Plus encore : la présentation à Nice de « Matière grise » a permis au Forum permet de mettre en pratique, à l’échelle d’un événement culturel, ces principes de réemploi et de nouvelle chance donnée aux choses. Les architectes du Collectif Etc ont été invités à mettre en œuvre dans l’exposition, avec des étudiants en master de l’École de Condé Nice, une scénographie originale et spécifique au lieu, exclusivement à partir de matériaux de construction issus de démolitions, qui ont ainsi été réinsérés dans un circuit de bonne pratique, en substitution de matériaux neufs. Des matériaux de récupération en excès ont également constitué une « ressourcerie » gratuite au cœur de l’exposition, dans laquelle les visiteurs pouvaient puiser planches ou tasseaux pour leur propre usage, mettant en application à leur tour ce réemploi aussi créatif qu’économe des ressources naturelles.

Cette révolution des usages à laquelle il est aspiré ne pourrait en effet avoir lieu sans échanges de savoirs, sans une « plateforme » participative où les idées des uns rencontrent les savoir-faire des autres.
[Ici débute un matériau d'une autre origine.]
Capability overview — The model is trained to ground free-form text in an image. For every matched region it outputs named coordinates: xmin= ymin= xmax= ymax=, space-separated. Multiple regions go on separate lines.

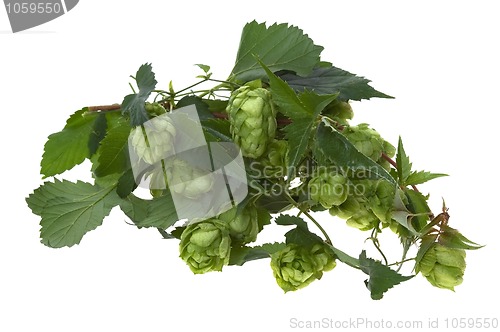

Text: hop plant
xmin=130 ymin=116 xmax=176 ymax=165
xmin=218 ymin=204 xmax=259 ymax=244
xmin=308 ymin=170 xmax=349 ymax=209
xmin=271 ymin=243 xmax=336 ymax=292
xmin=259 ymin=139 xmax=288 ymax=178
xmin=179 ymin=219 xmax=231 ymax=274
xmin=226 ymin=81 xmax=276 ymax=159
xmin=166 ymin=158 xmax=214 ymax=199
xmin=415 ymin=243 xmax=466 ymax=290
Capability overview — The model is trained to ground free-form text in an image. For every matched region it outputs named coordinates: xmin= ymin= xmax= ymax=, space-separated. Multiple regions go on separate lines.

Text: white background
xmin=0 ymin=0 xmax=500 ymax=332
Ainsi l’exposition a-t-elle été pensée à Nice comme un laboratoire d’expérimentation à valeur de témoignage de ce que pourrait être un cercle vertueux de collaboration autour d’une économie circulaire inventive de la ville, par lequel la matière grise de chacun permet de produire du sens et de la qualité pour tous.

Pour prolonger le propos de cette exposition, le Forum d’Urbanisme et d’Architecture avait invité le Collectif Etc à investir sa galerie avec une création en matériaux de réemploi (avec le concours d’étudiants de l’École de Condé Nice). Il a également convié Collectif KKF / KESKON FABRIQUE et la designer Stéphanie MARIN à animer des ateliers publics de création sur la base du réemploi et de l’upcycling.